Development and Validation of a Rapid RP-HPLC Method for Assay and Dissolution analysis of Aripiprazole Tablets

A rapid, accurate, and robust reverse-phase high-performance liquid chromatography (RP-HPLC) method was developed and validated for the quantitative estimation of aripiprazole in bulk drug and tablet dosage forms, including dissolution studies. Chromatographic separation was achieved using an Inertsil PH-3 phenyl column (100 mm × 4.6 mm, 5 μm) with a mobile phase consisting of buffer (pH 3.5) and acetonitrile in the ratio of 65:35 (v/v) for assay and 70:30 (v/v) for dissolution analysis. The flow rate was maintained at 2.0 mL/min, and detection was carried out at 217 nm.
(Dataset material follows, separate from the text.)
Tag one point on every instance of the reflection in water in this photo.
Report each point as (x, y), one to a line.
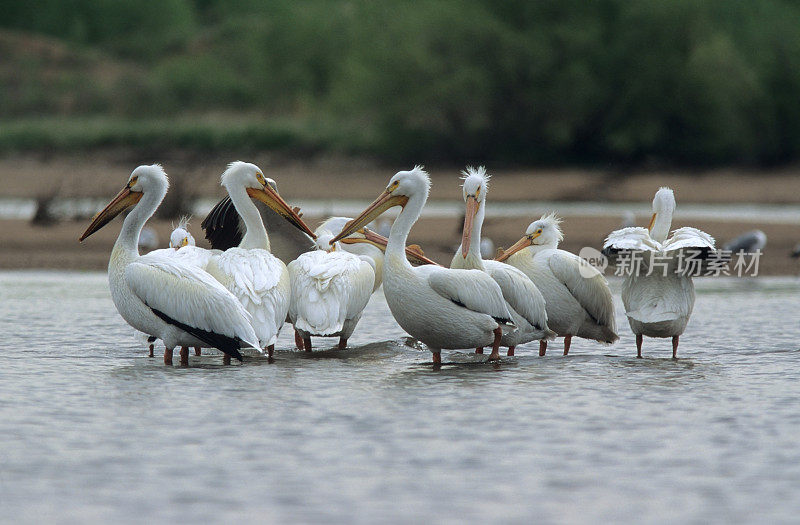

The developed method produced sharp and symmetrical peaks with retention times of 2.45 min for assay and 4.58 min for dissolution analysis. Validation was performed according to ICH Q2(R1) guidelines. The method exhibited excellent linearity over the concentration range of 24.24–72.73 μg/mL for assay with a correlation coefficient (R²) of 0.9998. Accuracy studies showed recoveries within 98–102%, while precision studies demonstrated %RSD values below 2%. Specificity studies confirmed the absence of interference from excipients and impurities. The method also proved robust against small deliberate variations in chromatographic conditions. The validated method was successfully applied for routine assay and dissolution testing of aripiprazole tablets. The developed RP-HPLC method is simple, rapid, economical, precise, and suitable for routine quality control analysis in pharmaceutical industries.